Henkel will 1000 Jobs in Deutschland abbauen (Foto: dpa)Der Waschmittel-Konzern Henkel streicht bis zum Jahr 2011 1000 Arbeitsplätze in Deutschland und damit etwa jede zehnte Stelle in seinem Heimatland. Betriebsbedingte Kündigungen sind laut Henkel im Einzelfall nicht ausgeschlossen. Die Gewerkschaften wolle den Stellenabbau nicht kampflos hinnehmen. #
Das Ende Februar angekündigte Sparprogramm mit weltweit rund 3000 Stellenstreichungen sei jetzt für die Aktivitäten in Deutschland konkretisiert worden, sagte ein Konzernsprecher in Düsseldorf. Der neue Henkel-Chef Kasper Rorsted begründete die vorgesehenen Einschnitte mit einem gestiegenen Kostendruck und einem härterem Wettbewerb. "Um die Zukunftsfähigkeit unseres Unternehmens zu sichern, sind wir gezwungen, uns heute anzupassen." Man werde sich "sehr bemühen", Veränderungen sozial verantwortlich zu gestalten.
Waschmittelproduktion in Genthin vor dem Aus
Von den 1000 Stellen, die der Konzern bis 2011 abbauen will, entfallen rund 500 Arbeitsplätze auf den Hauptstandort Düsseldorf. Außerdem steht die Waschmittelproduktion in Genthin in Sachsen-Anhalt wegen gestiegener Transportkosten vor dem Aus. Sie soll bis Ende kommenden Jahres nach Düsseldorf verlagert werden. Betroffen seien 190 Mitarbeiter.

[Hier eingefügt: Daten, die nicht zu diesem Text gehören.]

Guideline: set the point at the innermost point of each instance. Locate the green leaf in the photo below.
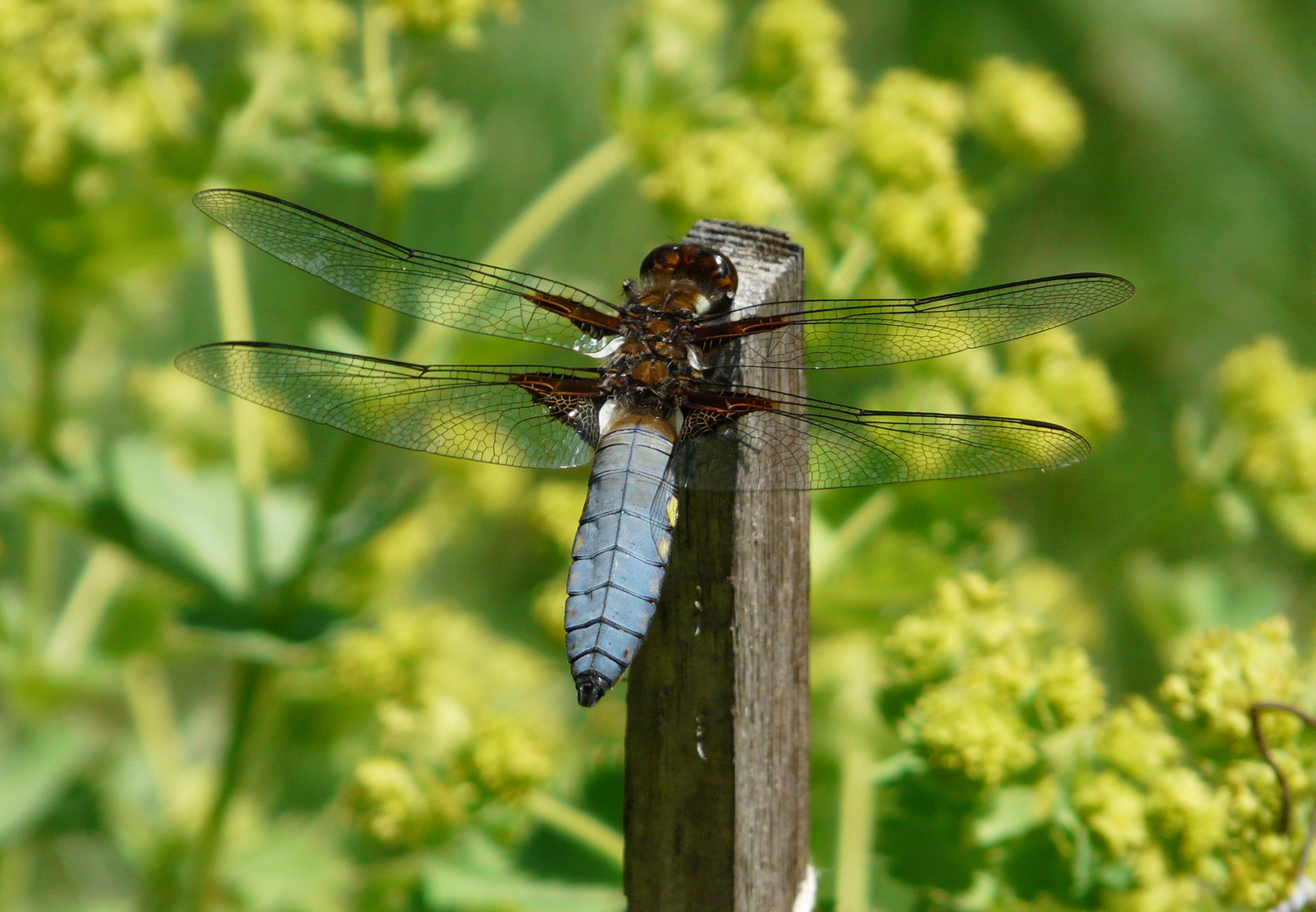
(483, 877)
(291, 866)
(35, 772)
(195, 516)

Henkel will aber prüfen, ob ein Einsatz an anderen Standorten möglich ist.
Gewerkschaften: "Letztes Wort noch nicht gesprochen"
Die Gewerkschaft IG Bergbau, Chemie, Energie (IG BCE) äußerte massive Kritik an den Plänen der Unternehmensleitung: "Über den Stellenabbau bei Henkel ist das letzte Wort noch lange nicht gesprochen", erklärte Michael Vassiliadis, Mitglied des geschäftsführenden IG-BCE-Hauptvorstandes und Mitglied des Henkel-Aufsichtsrats. Die angekündigte Verlagerung der Waschmittelproduktion aus dem Werk Genthin sei mit der sozialen Verantwortung des Konzerns nicht in Einklang zu bringen.
Henkel verzeichnet Rekordergebnis
"Sprudelnde Gewinne und Kündigungen passen nicht zueinander", unterstrich Vassiliadis. Henkel habe 2007 bei einem Umsatz von rund 13 Milliarden Euro ein Rekordergebnis von 1,4 Milliarden Euro erzielt. Er verwies zudem auf die Umsatzrendite von 10,1 Prozent. Die IG BCE erwarte, umgehend über die Pläne informiert zu werden.
"Arbeitsplatzabbau ist kontraproduktiv"
Selbstverständlich müsse der Konzern ständige Anstrengungen unternehmen, um seine Wettbewerbsfähigkeit zu verbessern. Mit simplem Arbeitsplatzabbau könne diese Herausforderung aber nicht bewältigt werden. "Ganz im Gegenteil, Arbeitsplatzabbau ist kontraproduktiv", betonte der Vertreter der Gewerkschaft IG BCE. Ein Konzernumbau müsse sozialverträglich und in jedem Fall ohne Kündigungen erfolgen.